An artistic research on the ecology of artistic practice


Emptor, a chapter that is being set up from 2021 onwards by Jubilee, continues along the methodology and efforts of Jubilee’s collective research project Caveat, actively applying the practice-based approach to ‘property’, an element that highly defines the economy of visual arts. Just as ‘the contract’ functioned as a filter and landing stage in Caveat, ‘property’ functions as a central notion, linking different discussions and research trajectories.

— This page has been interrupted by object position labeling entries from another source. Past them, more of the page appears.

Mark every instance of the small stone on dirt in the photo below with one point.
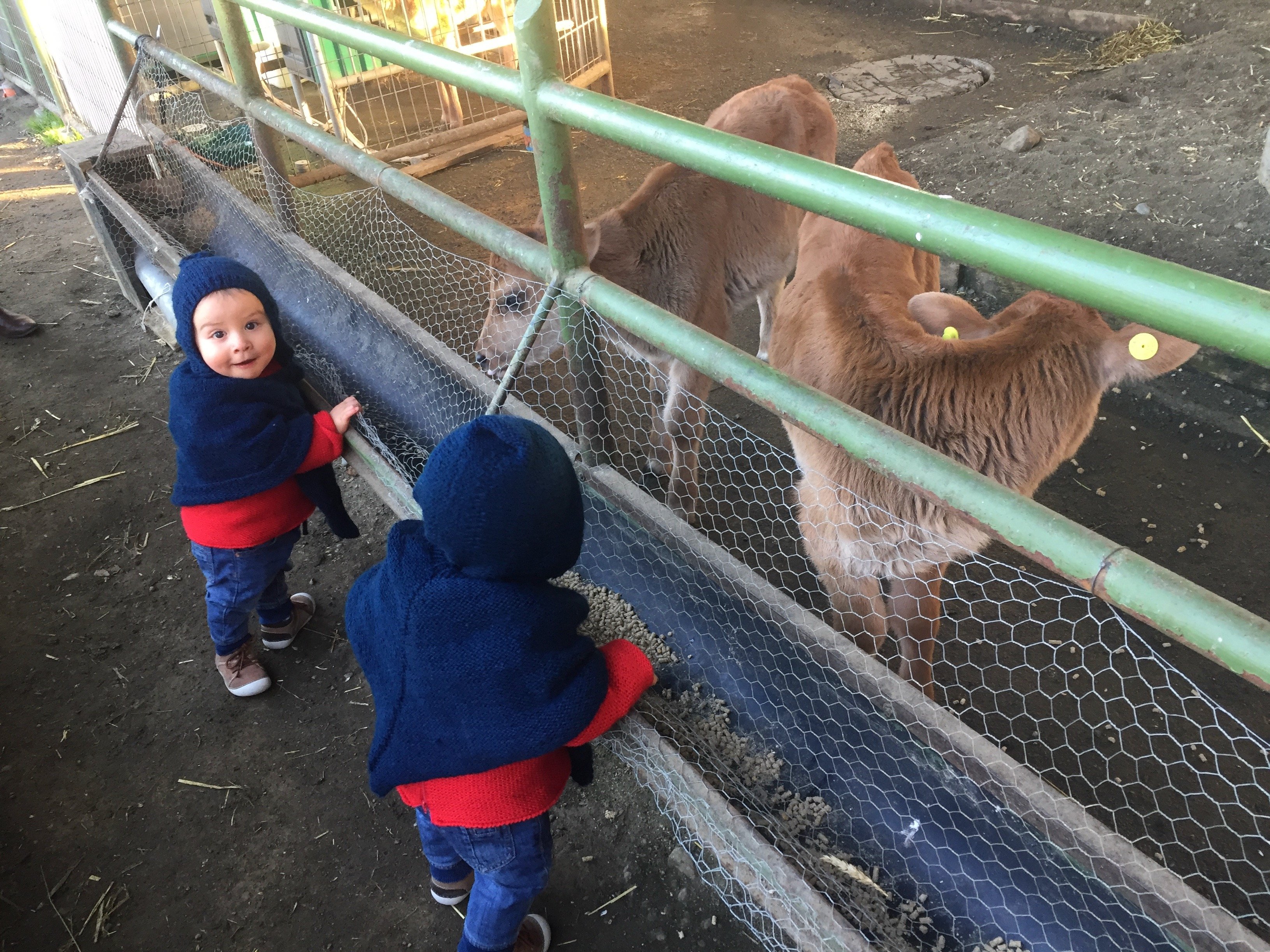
(1021, 140)
(681, 861)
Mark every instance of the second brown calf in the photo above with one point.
(863, 320)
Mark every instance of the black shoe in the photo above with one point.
(451, 894)
(16, 326)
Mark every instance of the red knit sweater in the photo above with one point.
(252, 521)
(529, 789)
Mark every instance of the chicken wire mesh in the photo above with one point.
(378, 106)
(814, 756)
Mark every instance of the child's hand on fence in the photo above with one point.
(345, 413)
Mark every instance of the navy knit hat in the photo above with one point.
(203, 273)
(501, 500)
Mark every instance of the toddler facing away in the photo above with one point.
(486, 695)
(252, 460)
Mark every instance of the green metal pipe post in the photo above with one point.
(1170, 298)
(110, 10)
(539, 51)
(523, 350)
(1206, 622)
(271, 146)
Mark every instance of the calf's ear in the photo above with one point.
(1136, 352)
(938, 312)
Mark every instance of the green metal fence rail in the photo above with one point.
(1199, 306)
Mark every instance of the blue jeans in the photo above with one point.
(512, 865)
(242, 581)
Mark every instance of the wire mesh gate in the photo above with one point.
(19, 60)
(787, 725)
(374, 105)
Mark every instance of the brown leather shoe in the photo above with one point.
(535, 936)
(16, 326)
(243, 673)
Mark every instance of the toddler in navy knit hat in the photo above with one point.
(252, 461)
(486, 695)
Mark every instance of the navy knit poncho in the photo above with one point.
(240, 437)
(474, 658)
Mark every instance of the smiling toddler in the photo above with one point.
(252, 461)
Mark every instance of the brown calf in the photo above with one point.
(699, 248)
(1011, 398)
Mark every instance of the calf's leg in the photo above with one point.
(684, 421)
(768, 315)
(915, 622)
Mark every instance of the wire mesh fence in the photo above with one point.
(378, 106)
(183, 24)
(18, 55)
(785, 723)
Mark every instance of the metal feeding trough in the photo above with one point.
(980, 841)
(907, 80)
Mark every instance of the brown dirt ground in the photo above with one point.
(111, 693)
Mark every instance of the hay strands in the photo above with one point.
(59, 912)
(116, 432)
(1132, 45)
(620, 895)
(107, 905)
(1118, 50)
(78, 485)
(1264, 441)
(209, 786)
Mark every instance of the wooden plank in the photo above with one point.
(467, 152)
(417, 146)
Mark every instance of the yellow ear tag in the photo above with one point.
(1144, 347)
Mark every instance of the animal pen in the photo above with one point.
(379, 106)
(1072, 789)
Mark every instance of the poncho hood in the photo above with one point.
(473, 657)
(240, 437)
(501, 500)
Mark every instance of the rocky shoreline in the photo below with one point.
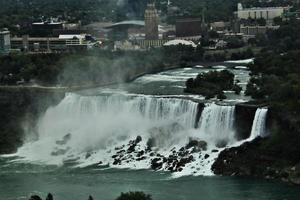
(248, 160)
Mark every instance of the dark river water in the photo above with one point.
(18, 181)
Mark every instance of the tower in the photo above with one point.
(151, 21)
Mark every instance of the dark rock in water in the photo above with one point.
(152, 154)
(64, 140)
(131, 148)
(35, 197)
(60, 152)
(114, 156)
(138, 139)
(221, 144)
(140, 153)
(141, 158)
(49, 196)
(150, 143)
(197, 144)
(156, 164)
(87, 155)
(251, 159)
(117, 162)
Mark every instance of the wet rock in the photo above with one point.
(141, 158)
(131, 148)
(59, 152)
(49, 197)
(138, 139)
(150, 143)
(64, 140)
(117, 162)
(152, 154)
(156, 164)
(35, 197)
(221, 144)
(197, 144)
(114, 156)
(87, 155)
(140, 153)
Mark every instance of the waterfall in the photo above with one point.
(216, 124)
(81, 124)
(85, 130)
(259, 123)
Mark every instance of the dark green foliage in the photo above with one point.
(212, 83)
(286, 38)
(134, 196)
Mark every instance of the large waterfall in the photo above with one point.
(259, 123)
(116, 129)
(216, 123)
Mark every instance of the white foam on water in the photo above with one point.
(259, 124)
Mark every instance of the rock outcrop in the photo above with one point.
(19, 109)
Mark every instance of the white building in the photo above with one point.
(5, 42)
(268, 13)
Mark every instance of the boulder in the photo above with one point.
(156, 164)
(49, 196)
(197, 144)
(35, 197)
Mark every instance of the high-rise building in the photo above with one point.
(151, 21)
(4, 41)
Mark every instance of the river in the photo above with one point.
(78, 148)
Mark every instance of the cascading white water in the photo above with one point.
(216, 123)
(89, 129)
(259, 123)
(81, 124)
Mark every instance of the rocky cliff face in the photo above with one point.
(244, 115)
(20, 105)
(275, 157)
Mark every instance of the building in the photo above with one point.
(45, 29)
(5, 42)
(268, 13)
(120, 30)
(50, 44)
(151, 21)
(254, 30)
(189, 28)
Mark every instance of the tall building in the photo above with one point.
(268, 13)
(4, 41)
(151, 21)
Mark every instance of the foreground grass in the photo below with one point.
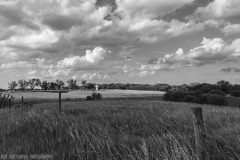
(131, 130)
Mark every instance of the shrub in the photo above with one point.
(203, 99)
(217, 100)
(96, 96)
(190, 99)
(235, 93)
(198, 93)
(217, 92)
(89, 98)
(177, 96)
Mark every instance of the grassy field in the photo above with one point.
(113, 130)
(48, 96)
(233, 101)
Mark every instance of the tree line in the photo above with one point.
(31, 84)
(223, 86)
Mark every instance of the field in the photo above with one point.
(51, 96)
(113, 130)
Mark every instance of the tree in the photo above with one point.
(22, 84)
(84, 83)
(12, 85)
(60, 84)
(224, 85)
(33, 83)
(72, 84)
(52, 86)
(44, 85)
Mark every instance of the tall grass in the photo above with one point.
(131, 130)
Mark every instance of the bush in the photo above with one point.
(177, 96)
(217, 100)
(198, 93)
(190, 99)
(217, 92)
(235, 93)
(96, 96)
(89, 98)
(203, 99)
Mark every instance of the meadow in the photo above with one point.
(113, 130)
(39, 96)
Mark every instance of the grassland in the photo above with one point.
(113, 130)
(33, 97)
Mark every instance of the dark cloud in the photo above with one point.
(12, 15)
(111, 3)
(129, 57)
(188, 9)
(108, 73)
(60, 22)
(152, 60)
(5, 34)
(229, 69)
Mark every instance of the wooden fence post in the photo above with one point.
(9, 103)
(22, 101)
(199, 133)
(60, 107)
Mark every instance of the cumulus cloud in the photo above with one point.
(99, 76)
(16, 65)
(148, 8)
(229, 69)
(146, 73)
(211, 51)
(89, 61)
(231, 29)
(11, 14)
(59, 22)
(220, 9)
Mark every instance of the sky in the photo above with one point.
(120, 41)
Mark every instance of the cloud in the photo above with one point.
(99, 76)
(210, 52)
(219, 9)
(16, 65)
(146, 73)
(231, 29)
(148, 8)
(229, 69)
(12, 14)
(31, 41)
(59, 22)
(89, 61)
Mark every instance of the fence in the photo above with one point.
(199, 129)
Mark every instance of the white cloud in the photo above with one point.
(89, 61)
(148, 8)
(98, 76)
(211, 51)
(231, 29)
(32, 72)
(146, 73)
(219, 9)
(16, 65)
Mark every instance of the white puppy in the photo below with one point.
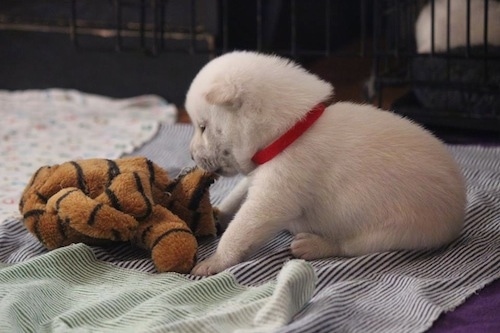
(358, 180)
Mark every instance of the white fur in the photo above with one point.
(360, 180)
(458, 24)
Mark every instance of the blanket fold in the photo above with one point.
(68, 289)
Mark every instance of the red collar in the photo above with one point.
(266, 154)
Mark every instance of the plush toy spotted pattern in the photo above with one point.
(99, 201)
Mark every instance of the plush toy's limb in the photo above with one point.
(90, 217)
(129, 193)
(47, 228)
(191, 201)
(173, 247)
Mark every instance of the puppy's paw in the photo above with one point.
(210, 266)
(310, 246)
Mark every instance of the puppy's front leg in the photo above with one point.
(231, 204)
(251, 228)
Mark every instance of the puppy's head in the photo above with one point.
(242, 101)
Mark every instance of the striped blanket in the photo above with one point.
(400, 291)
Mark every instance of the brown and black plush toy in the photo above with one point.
(99, 201)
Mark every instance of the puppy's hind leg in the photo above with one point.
(311, 246)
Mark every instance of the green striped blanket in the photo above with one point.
(70, 290)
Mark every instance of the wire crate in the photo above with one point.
(448, 54)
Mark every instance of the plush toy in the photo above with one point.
(99, 201)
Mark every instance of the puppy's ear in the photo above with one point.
(225, 93)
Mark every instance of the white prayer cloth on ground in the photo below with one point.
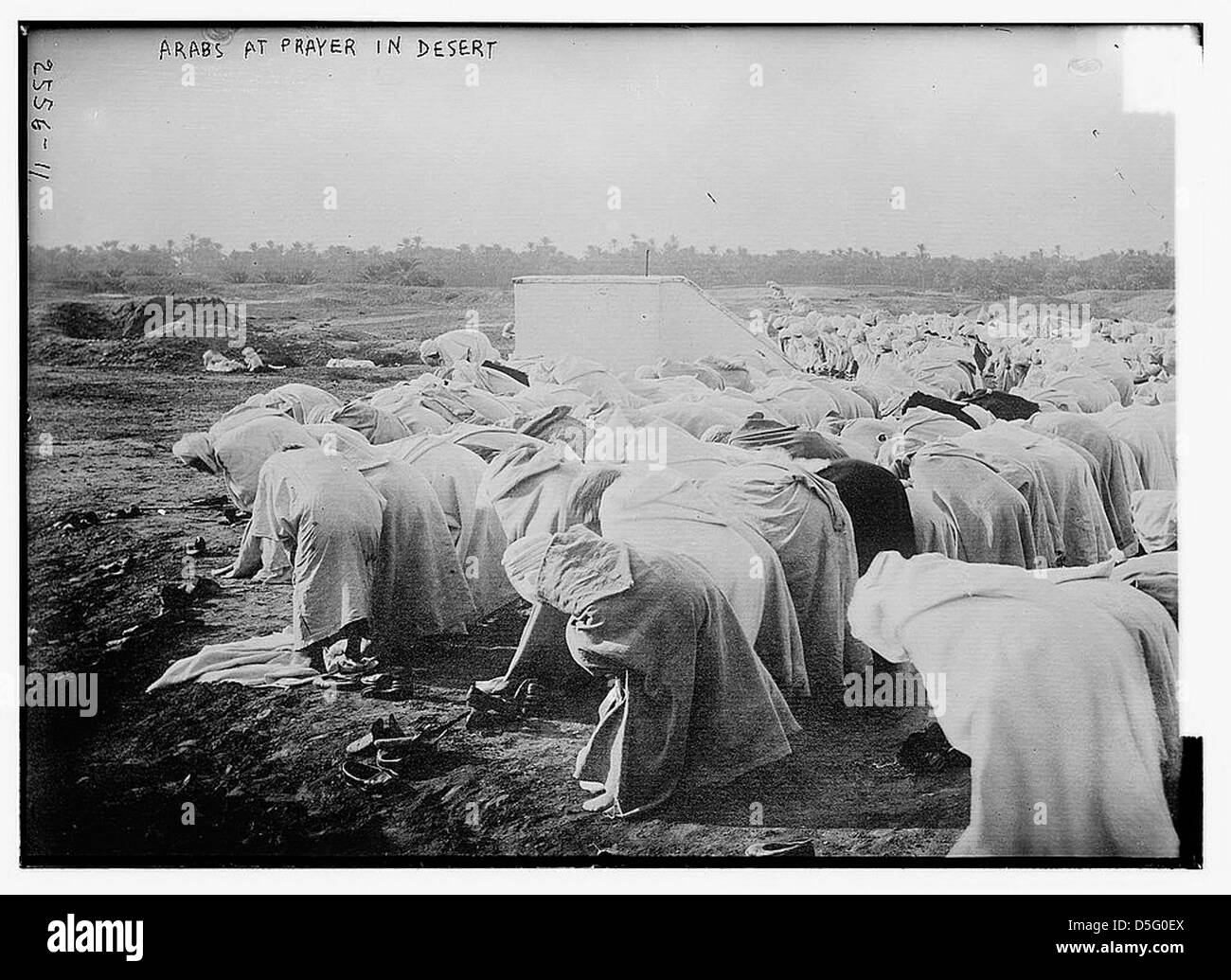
(259, 661)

Opening the question: How can we practice ‘property’ for a sustainable visual arts field? Emptor has the ambition to collectively question our positions in the economy of the arts today and open up new narratives that create space for reflection and action. Defining what is the artwork, how it can be exhibited, conserved and sold is an ever more delicate and complex question within today’s visual art practice – as it is often collaborative, performative, internet-based, audiovisual, immaterial in its form. However, property of this artwork still remains the central element in its economy.


Even if visual art practices challenge roles on the field by setting conditions for materialisation or acquisition, the notion of ownership itself always remains. Discussions rarely focus on collaboration but circle around ownership of a material object (artwork, contract, display, protocol).


Remarkably enough, and despite all the avant-garde positions that artists occupy, the economy of the art world functions by the same principle as the larger economy: private property. Seth Siegelaub, the New York gallerist and curator who caused a furor with the introduction of an artist contract in the late 1960s, already wrote in one of his letters that he could not understand why: “…artists, you have allowed the sale of your art to be the only way to receive direct compensation from the use of your art.”


60 years later, the same problems are still present. Taking into account the many urges that confront our society today, Emptor thinks it is the right moment to put ownership issues back at the center of discussion. Carefully selected artistic practices and their inspiration will feed reflections within Assemblies of Practice and Reading Rooms, allowing for common concerns to come to the surface.


Through collaborations with arts organisations and researchers from legal and arts fields, Emptor aims at translating these concerns to daily artistic and legal practice, and acting upon them in dialogue.


By actively using mapping and co-writing as tools throughout the collective research, questions will be extrapolated to other domains, contextualised and accessible for the public through the website. In so doing, Emptor continues the quest for a shift from an economy to an ecology of the arts together with all those concerned.


Artists involved so far are Kobe Matthys (Agency/Agentschap/Agence), Katya Ev, Ciel Grommen & Maximiliaan Royakkers, Grace Ndiritu, Vermeir & Heiremans, and Clémentine Vaultier.

Reflection partners include: a.pass (Brussels), BUDA (Kortrijk), CIAP/FLACC (Genk), Kunsthal Gent.


As Emptor continues the methodology of Caveat, taking its concepts to a different perspective, the Emptor activities and trajectories are part of the existing Caveat project website.